2014编程之美挑战赛资格赛

大赛得分及排名规则详见：http://programming2014.cstnet.cn/rules.html

Official Analysis: http://weibo.com/2685713683/B0aWBfQwk

Problem:http://hihocoder.com/contest/msbopqual/problem/3

P3 : 格格取數

Time Limit: 2000ms

Case Time Limit: 1000ms

Memory Limit: 256MB

題目描述

給你一個m x n (1 <= m, n <= 100)的矩陣A(0<=aij<=10000)，要求在矩陣中選擇一些數，要求每一行，每一列都至少選到了一個數，使得選出的數的和儘量的小。

輸入

多組測試資料。首先是資料組數T

對於每組測試資料，第1列是兩個正整數m, n，分別表示矩陣的列數和行數。

接下來的m列，每列n個整數，之間用一個空格分隔，表示矩陣A的元素。

輸出

每組資料輸出一列，表示選出的數的和的最小值。

資料範圍

小資料：1 <= m, n <= 5

大資料：1 <= m, n <= 100

Sample Input

2
3 3
1 2 3
3 1 2
2 3 1
5 5
1 2 3 4 5
5 1 2 3 4
4 5 1 2 3
3 4 5 1 2
2 3 4 5 1

Sample Output

Case 1: 3
Case 2: 5

Analysis:

Construct bipartite graph: each row/column becomes a vertex; number in matrix becomes edge weight

Problem: min-cost bipartite edge-cover (http://cstheory.stackexchange.com/questions/14690/reducing-a-minimum-cost-edge-cover-problem-to-minimum-cost-weighted-bipartie-per)

If all edge weights are non-negative, then the minimum weight set of edges that covers all the nodes automatically has the property that it has no three-edge paths, because the middle edge of any such path would be redundant. If we assign each vertex to an edge that covers it, some edges will cover both of their endpoints (forming a matching  M ) and others will cover only one of their endpoints (and must be the minimum weight edge adjacent to the covered endpoint). If we let  cv  be the cost of the minimum weight edge incident to vertex  v , and  we  be the weight of  e , then the cost of a solution is  ∑v∈Gcv+∑(u,v)∈M(w(u,v)−cu−cv) . The first sum doesn't depend on the choice of the cover, so the problem becomes one of finding a matching that maximizes the total weight, for edge weights  cu+cv−w(u,v) . If you really want this to be a minimum weight perfect matching problem, then instead use weights  w(u,v)−cu−cv  and add enough dummy edges with weight zero to guarantee that any matching with the real edges can be extended to a perfect matching by adding dummy edges.

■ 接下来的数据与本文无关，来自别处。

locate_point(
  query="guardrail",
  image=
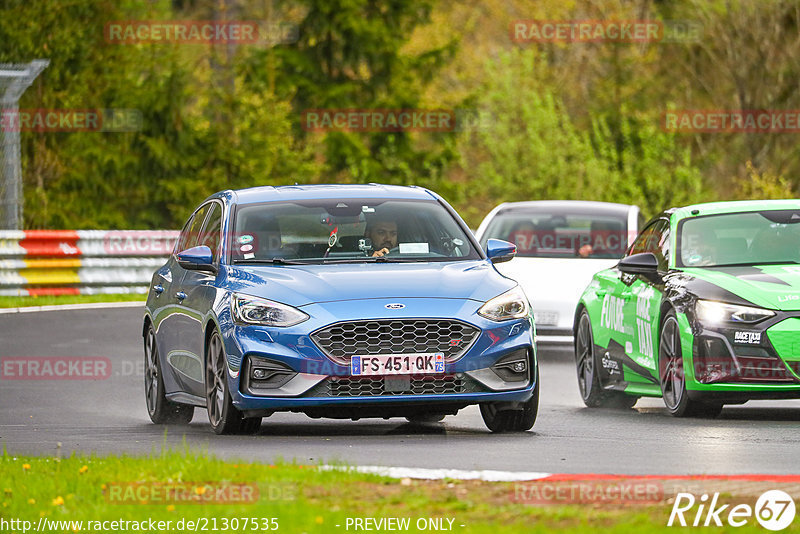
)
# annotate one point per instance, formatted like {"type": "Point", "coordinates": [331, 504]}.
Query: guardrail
{"type": "Point", "coordinates": [54, 262]}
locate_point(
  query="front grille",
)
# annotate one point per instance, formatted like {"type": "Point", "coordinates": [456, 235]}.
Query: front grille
{"type": "Point", "coordinates": [341, 341]}
{"type": "Point", "coordinates": [377, 386]}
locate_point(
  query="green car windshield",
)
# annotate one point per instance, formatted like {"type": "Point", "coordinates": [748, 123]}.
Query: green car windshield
{"type": "Point", "coordinates": [733, 239]}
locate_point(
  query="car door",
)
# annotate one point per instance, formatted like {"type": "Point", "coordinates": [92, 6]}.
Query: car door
{"type": "Point", "coordinates": [181, 371]}
{"type": "Point", "coordinates": [198, 288]}
{"type": "Point", "coordinates": [642, 296]}
{"type": "Point", "coordinates": [164, 304]}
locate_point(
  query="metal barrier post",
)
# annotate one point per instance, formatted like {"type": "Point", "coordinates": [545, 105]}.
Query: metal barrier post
{"type": "Point", "coordinates": [15, 78]}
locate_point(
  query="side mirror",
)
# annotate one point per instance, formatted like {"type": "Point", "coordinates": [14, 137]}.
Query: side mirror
{"type": "Point", "coordinates": [197, 259]}
{"type": "Point", "coordinates": [642, 263]}
{"type": "Point", "coordinates": [499, 251]}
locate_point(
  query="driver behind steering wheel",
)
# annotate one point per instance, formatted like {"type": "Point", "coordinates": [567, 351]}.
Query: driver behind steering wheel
{"type": "Point", "coordinates": [383, 234]}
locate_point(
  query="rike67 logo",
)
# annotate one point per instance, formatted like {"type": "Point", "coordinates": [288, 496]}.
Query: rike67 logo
{"type": "Point", "coordinates": [774, 510]}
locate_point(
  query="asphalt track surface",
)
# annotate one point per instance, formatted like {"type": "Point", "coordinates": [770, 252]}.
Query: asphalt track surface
{"type": "Point", "coordinates": [109, 416]}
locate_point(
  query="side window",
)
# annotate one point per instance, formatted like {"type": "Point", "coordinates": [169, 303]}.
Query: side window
{"type": "Point", "coordinates": [184, 237]}
{"type": "Point", "coordinates": [193, 232]}
{"type": "Point", "coordinates": [655, 239]}
{"type": "Point", "coordinates": [211, 230]}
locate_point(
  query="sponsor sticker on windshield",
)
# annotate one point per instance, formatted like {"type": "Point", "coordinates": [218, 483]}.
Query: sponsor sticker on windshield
{"type": "Point", "coordinates": [413, 248]}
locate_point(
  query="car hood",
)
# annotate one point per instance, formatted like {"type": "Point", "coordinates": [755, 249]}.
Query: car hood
{"type": "Point", "coordinates": [775, 287]}
{"type": "Point", "coordinates": [299, 285]}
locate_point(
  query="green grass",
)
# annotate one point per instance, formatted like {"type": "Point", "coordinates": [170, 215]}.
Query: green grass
{"type": "Point", "coordinates": [302, 498]}
{"type": "Point", "coordinates": [50, 300]}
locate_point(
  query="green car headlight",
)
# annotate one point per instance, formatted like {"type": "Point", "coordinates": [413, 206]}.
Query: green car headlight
{"type": "Point", "coordinates": [512, 304]}
{"type": "Point", "coordinates": [713, 312]}
{"type": "Point", "coordinates": [247, 309]}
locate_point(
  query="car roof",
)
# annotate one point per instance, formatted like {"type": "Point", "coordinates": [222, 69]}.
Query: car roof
{"type": "Point", "coordinates": [714, 208]}
{"type": "Point", "coordinates": [582, 205]}
{"type": "Point", "coordinates": [329, 191]}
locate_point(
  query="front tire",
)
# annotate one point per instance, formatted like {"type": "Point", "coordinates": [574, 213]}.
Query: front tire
{"type": "Point", "coordinates": [673, 378]}
{"type": "Point", "coordinates": [592, 393]}
{"type": "Point", "coordinates": [160, 410]}
{"type": "Point", "coordinates": [498, 419]}
{"type": "Point", "coordinates": [222, 414]}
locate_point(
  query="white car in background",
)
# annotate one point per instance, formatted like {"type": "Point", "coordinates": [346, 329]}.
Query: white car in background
{"type": "Point", "coordinates": [560, 245]}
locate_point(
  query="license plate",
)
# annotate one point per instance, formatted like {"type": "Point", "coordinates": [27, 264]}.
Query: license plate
{"type": "Point", "coordinates": [545, 318]}
{"type": "Point", "coordinates": [397, 364]}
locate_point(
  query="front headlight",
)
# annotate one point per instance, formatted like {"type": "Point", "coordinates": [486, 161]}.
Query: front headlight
{"type": "Point", "coordinates": [254, 310]}
{"type": "Point", "coordinates": [512, 304]}
{"type": "Point", "coordinates": [712, 312]}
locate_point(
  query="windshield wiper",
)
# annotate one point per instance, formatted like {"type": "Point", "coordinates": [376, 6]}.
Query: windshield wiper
{"type": "Point", "coordinates": [754, 263]}
{"type": "Point", "coordinates": [272, 261]}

If the input graph can have negative edge weights, then the three-edge-path constraint becomes meaningful. In this case it's not obvious to me that there is a polynomial time solution.

Min-cost bipartite edge-cover ==> maximum weighted bipartite matching

References:

http://en.wikipedia.org/wiki/Edge_cover

http://en.wikipedia.org/wiki/Matching_(graph_theory)#In_weighted_bipartite_graphs

http://www.nocow.cn/index.php/Kuhn-Munkres%E7%AE%97%E6%B3%95

http://www.cnblogs.com/mcflurry/archive/2013/01/24/2874114.html

http://en.wikipedia.org/wiki/Hungarian_algorithm

Algorithm:

1. construct graph; transform graph by changing weights to c_u + c_v - w_{u,v}   (in addition, add zero-weight edges to substitute negative-weight edges)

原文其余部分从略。